On the physical level, the areas that have suffered the most are neighbourhoods with great social diversity, and a large number of buildings belonging to Beirut's architectural heritage. According to Jad Tabet, president of the Lebanese Federation of Engineers and Architects, thirty-two of these buildings are completely destroyed and 300 more are at risk of collapse. Their sandstone walls, arches, wooden frames and tiled roofs, the woodwork on their façades, and the marble on their balconies, did not withstand the impact of the explosion.
In spite of their gentrification, the districts of Mar Mikhäel and Gemmayzeh have retained a high level of social diversity, due to the rent controls that have allowed the original inhabitants to stay there. What is at stake with the reconstruction is maintaining the social fabric of these districts, their economic dynamism and creativity.

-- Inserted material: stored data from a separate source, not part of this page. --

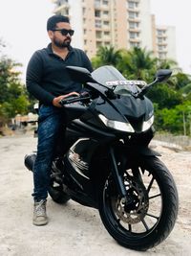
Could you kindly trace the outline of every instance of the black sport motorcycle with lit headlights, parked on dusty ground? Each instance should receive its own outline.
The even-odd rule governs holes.
[[[126,80],[112,66],[92,74],[80,67],[67,69],[89,92],[60,102],[68,124],[64,153],[53,161],[49,194],[57,203],[73,199],[98,209],[118,244],[152,248],[173,229],[179,200],[172,175],[149,148],[154,108],[144,95],[171,71],[159,70],[147,84]],[[28,169],[34,160],[35,153],[25,157]]]

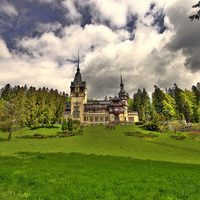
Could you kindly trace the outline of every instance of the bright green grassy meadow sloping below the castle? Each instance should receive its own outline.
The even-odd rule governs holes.
[[[0,132],[0,199],[200,199],[200,140],[126,136],[135,125],[84,127],[83,135],[19,139],[61,132]]]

What is at stake in the reconstruction is maintaining the social fabric of the historic districts
How do you envisage the reconstruction?
In order to avoid repeating the mistakes of the past and to prevent developers from preying on these neighbourhoods, it is essential to establish a legal framework for the reconstruction and restoration of the areas affected by the explosion. Urban governance must involve the inhabitants, taking into account their opinions, their practices and the way in which they view their city. Without effective, enlightened and inclusive urban governance, the city of Beirut – well beyond the areas damaged by the explosion – will continue its slow decline.
There is reason for hope. In spite of its setbacks, in spite of the destruction, Beirut retains an extraordinary urban potential, thanks to its dynamism, culture, creativity, demography and geography – but also by what it evokes in the collective imagination. Today, this urban potential must be able to express itself fully, and those who bear this creativity must be able to take decisions.